Pipelined Relational Query Language, Pronounced "Prequel"

2026-02-2112:026658prql-lang.org

PRQL is a modern language for transforming data

— a simple, powerful, pipelined SQL replacement

 from invoices
filter invoice_date >= @1970-01-16
derive {
  transaction_fees = 0.8,
  income = total - transaction_fees
}
filter income > 1
group customer_id (
  aggregate {
    average total,
    sum_income = sum income,
    ct = count total,
  }
)
sort {-sum_income}
take 10
join c=customers (==customer_id)
derive name = f"{c.last_name}, {c.first_name}"
select {
  c.customer_id, name, sum_income
}
derive db_version = s"version()"

        
  • PRQL is concise, with abstractions such as variables & functions
  • PRQL is database agnostic, compiling to many dialects of SQL
  • PRQL isn’t limiting — it can contain embedded SQL where necessary
  • PRQL has bindings to most major languages (and more are in progress)
  • PRQL allows for column lineage and type inspection (in progress)
  • PRQL is ergonomic for data exploration — for example, commenting out a filter, or a column in a list, maintains a valid query
  • PRQL is simple, and easy to understand, with a small number of powerful concepts
  • PRQL allows for powerful autocomplete, type-checking, and helpful error messages (in progress)
  • PRQL’s vision is a foundation to build on; we’re open-source and will never have a commercial product
  • PRQL is growing into a single secular standard which tools can target
  • PRQL is easy for machines to read & write
  • The PRQL compiler is written in Rust
  • We talk about “orthogonal language features” a lot

PRQL consists of a curated set of orthogonal transformations, which are combined together to form a pipeline.
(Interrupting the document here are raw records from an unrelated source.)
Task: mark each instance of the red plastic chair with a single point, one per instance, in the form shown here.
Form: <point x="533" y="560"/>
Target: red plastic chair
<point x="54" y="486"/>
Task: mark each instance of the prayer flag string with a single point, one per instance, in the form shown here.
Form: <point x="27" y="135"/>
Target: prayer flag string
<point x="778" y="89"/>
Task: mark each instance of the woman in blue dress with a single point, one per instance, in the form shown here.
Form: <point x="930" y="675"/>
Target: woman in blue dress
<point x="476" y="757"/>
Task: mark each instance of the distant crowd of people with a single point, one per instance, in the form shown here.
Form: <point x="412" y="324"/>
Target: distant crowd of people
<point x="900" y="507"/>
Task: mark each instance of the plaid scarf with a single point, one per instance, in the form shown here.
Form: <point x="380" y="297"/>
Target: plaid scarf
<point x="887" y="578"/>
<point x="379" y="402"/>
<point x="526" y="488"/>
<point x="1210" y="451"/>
That makes it easy to compose and extend queries. The language also benefits from modern features, such syntax for dates, ranges and f-strings as well as functions, type checking and better null handling.

Playground Book
from employees
select {id, first_name, age}
sort age
take 10
SELECT
  id,
  first_name,
  age
FROM
  employees
ORDER BY
  age
LIMIT
  10
from track_plays
filter plays > 10_000                # Readable numbers
filter (length | in 60..240)         # Ranges with `..`
filter recorded > @2008-01-01        # Simple date literals
filter released - recorded < 180days # Nice interval literals
sort {-length}                       # Concise order direction
SELECT
  *
FROM
  track_plays
WHERE
  plays > 10000
  AND length BETWEEN 60 AND 240
  AND recorded > DATE '2008-01-01'
  AND released - recorded < INTERVAL 180 DAY
ORDER BY
  length DESC
from employees
# `filter` before aggregations...
filter start_date > @2021-01-01
group country (
  aggregate {max_salary = max salary}
)
# ...and `filter` after aggregations!
filter max_salary > 100_000
SELECT
  country,
  MAX(salary) AS max_salary
FROM
  employees
WHERE
  start_date > DATE '2021-01-01'
GROUP BY
  country
HAVING
  MAX(salary) > 100000
from track_plays
derive {
  finished = started - unfinished,
  fin_share = finished / started,        # Use previous definitions
  fin_ratio = fin_share / (1-fin_share), # BTW, hanging commas are optional!
}
SELECT
  *,
  started - unfinished AS finished,
  (started - unfinished) / started AS fin_share,
  (started - unfinished) / started / (1 - (started - unfinished) / started)
   AS fin_ratio
FROM
  track_plays
from web
# Just like Python
select url = f"https://www.{domain}.{tld}/{page}"
SELECT
  CONCAT('https://www.', domain, '.', tld, '/', page) AS url
FROM
  web
from employees
group employee_id (
  sort month
  window rolling:12 (
    derive {trail_12_m_comp = sum paycheck}
  )
)
SELECT
  *,
  SUM(paycheck) OVER (
    PARTITION BY employee_id
    ORDER BY
      month ROWS BETWEEN 11 PRECEDING AND CURRENT ROW
  ) AS trail_12_m_comp
FROM
  employees
let celsius_to_fahrenheit = temp -> temp * 9/5 + 32

from weather
select temp_f = (celsius_to_fahrenheit temp_c)
SELECT
  temp_c * 9 / 5 + 32 AS temp_f
FROM
  weather
# Most recent employee in each role
# Quite difficult in SQL...
from employees
group role (
  sort join_date
  take 1
)
WITH table_0 AS (
  SELECT
    *,
    ROW_NUMBER() OVER (
      PARTITION BY role
      ORDER BY
        join_date
    ) AS _expr_0
  FROM
    employees
)
SELECT
  *
FROM
  table_0
WHERE
  _expr_0 <= 1
# There's no `version` in PRQL, but s-strings
# let us embed SQL as an escape hatch:
from x
derive db_version = s"version()"
SELECT
  *,
  version() AS db_version
FROM x
from employees
join b=benefits (==employee_id)
join side:left p=positions (p.id==employees.employee_id)
select {employees.employee_id, p.role, b.vision_coverage}
SELECT
  employees.employee_id,
  p.role,
  b.vision_coverage
FROM
  employees
  INNER JOIN benefits AS b ON employees.employee_id = b.employee_id
  LEFT OUTER JOIN positions AS p ON p.id = employees.employee_id
from users
filter last_login != null
filter deleted_at == null
derive channel = channel ?? "unknown"
SELECT
  *,
  COALESCE(channel, 'unknown') AS channel
FROM
  users
WHERE
  last_login IS NOT NULL
  AND deleted_at IS NULL
prql target:sql.mssql  # Will generate TOP rather than LIMIT

from employees
sort age
take 10
SELECT
  *
FROM
  employees
ORDER BY
  age OFFSET 0 ROWS
FETCH
  FIRST 10 ROWS ONLY

A PRQL query is a linear pipeline of transformations

Each line of the query is a transformation of the previous line’s result. This makes it easy to read, and simple to write.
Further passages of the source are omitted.